French-speaking hackers steal at least $11M from banks

Threat actor dubbed OPERA1ER carried over 30 attacks, netting no less than $11 million from dozens of organizations.

OPERA1ER, a French-speaking threat actor uncovered by cybersecurity firm Group-IB, carried out dozens of successful attacks, primarily against banks, financial services, and telecommunication companies in Africa.

According to the researchers, the gang behind OPERA1ER stole at least $11M. However, the latter number is considered a conservative estimate as the amount of stolen wealth may be as high as $30M.

The attack operators have developed a vast network to withdraw stolen cash. For example, one attack involved a network of 400 mule accounts to facilitate fraudulent withdrawals.

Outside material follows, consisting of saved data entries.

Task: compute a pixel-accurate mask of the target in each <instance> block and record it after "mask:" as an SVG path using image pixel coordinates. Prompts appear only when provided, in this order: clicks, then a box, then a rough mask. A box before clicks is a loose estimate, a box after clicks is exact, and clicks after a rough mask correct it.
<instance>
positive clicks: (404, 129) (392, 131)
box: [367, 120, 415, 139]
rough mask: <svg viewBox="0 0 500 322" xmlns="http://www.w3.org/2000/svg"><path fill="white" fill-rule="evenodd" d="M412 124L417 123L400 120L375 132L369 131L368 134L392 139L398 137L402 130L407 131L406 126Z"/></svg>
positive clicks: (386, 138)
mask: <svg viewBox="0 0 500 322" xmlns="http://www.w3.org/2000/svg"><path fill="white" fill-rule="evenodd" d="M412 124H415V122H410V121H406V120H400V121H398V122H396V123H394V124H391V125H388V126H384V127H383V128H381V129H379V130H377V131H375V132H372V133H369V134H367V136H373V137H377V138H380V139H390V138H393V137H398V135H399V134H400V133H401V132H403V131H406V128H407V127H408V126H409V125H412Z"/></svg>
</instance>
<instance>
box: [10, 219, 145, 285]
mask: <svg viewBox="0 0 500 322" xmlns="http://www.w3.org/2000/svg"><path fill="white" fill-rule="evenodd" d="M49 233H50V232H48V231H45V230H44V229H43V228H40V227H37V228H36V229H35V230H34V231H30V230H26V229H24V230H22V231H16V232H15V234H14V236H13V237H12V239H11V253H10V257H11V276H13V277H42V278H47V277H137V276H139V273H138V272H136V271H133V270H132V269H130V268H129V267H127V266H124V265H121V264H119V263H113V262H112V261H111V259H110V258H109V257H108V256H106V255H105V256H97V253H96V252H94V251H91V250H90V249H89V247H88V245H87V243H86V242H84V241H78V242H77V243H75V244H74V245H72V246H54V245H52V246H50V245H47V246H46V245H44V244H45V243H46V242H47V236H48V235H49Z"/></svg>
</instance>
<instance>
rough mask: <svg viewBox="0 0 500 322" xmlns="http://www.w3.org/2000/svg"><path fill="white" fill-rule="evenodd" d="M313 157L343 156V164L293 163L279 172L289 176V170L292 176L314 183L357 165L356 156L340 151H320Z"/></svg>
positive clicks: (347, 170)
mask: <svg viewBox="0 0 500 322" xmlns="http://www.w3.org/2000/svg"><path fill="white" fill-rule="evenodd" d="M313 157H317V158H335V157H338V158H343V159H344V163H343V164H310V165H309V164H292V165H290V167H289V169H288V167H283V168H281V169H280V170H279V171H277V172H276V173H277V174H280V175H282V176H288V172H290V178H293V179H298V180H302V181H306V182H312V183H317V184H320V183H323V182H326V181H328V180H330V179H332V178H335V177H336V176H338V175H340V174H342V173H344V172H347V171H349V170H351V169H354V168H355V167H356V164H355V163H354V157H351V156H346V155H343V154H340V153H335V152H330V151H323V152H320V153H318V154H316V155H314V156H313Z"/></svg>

The researchers discovered that OPERA1ER’s attacks started in 2018 and continued well into 2022. Affected organizations operate in Ivory Coast, Mali, Burkina Faso, Benin, Cameroon, Bangladesh, Gabon, Niger, Nigeria, Paraguay, Senegal, Sierra Leone, Uganda, Togo, and Argentina.

“Many of the victims identified were successfully attacked twice, and their infrastructure was then used to attack other organizations,” researchers said.

Off-the-shelf tools

Threat actors behind the operation used malware and hacking tools found on the dark web in tandem with red teaming software such as Cobalt Strike and Metasploit.

“Because the gang relies solely on public tools, they have to think outside the box: in one incident […] OPERA1ER used an antivirus update server deployed in the infrastructure as a pivoting point,” researchers said.

The hackers behind the operation are also in no rush. According to the report, threat actors infect the victim’s system for three months to a year before proceeding to the actual theft.

The time in systems is spent collecting internal documentation to use in further phishing attacks. Threat actors also studied how banks move money around to cash out stolen funds without ringing alarm bells.

Researchers claim that the operators extensively researched their victims, as most of them used a complex three-tiered digital money platform. To compromise those systems, the operators had to have extensive knowledge about key people and operations.

“The gang could have obtained this knowledge directly from the insiders or themselves by slowly and carefully inching their way into the targeted systems,” researchers said.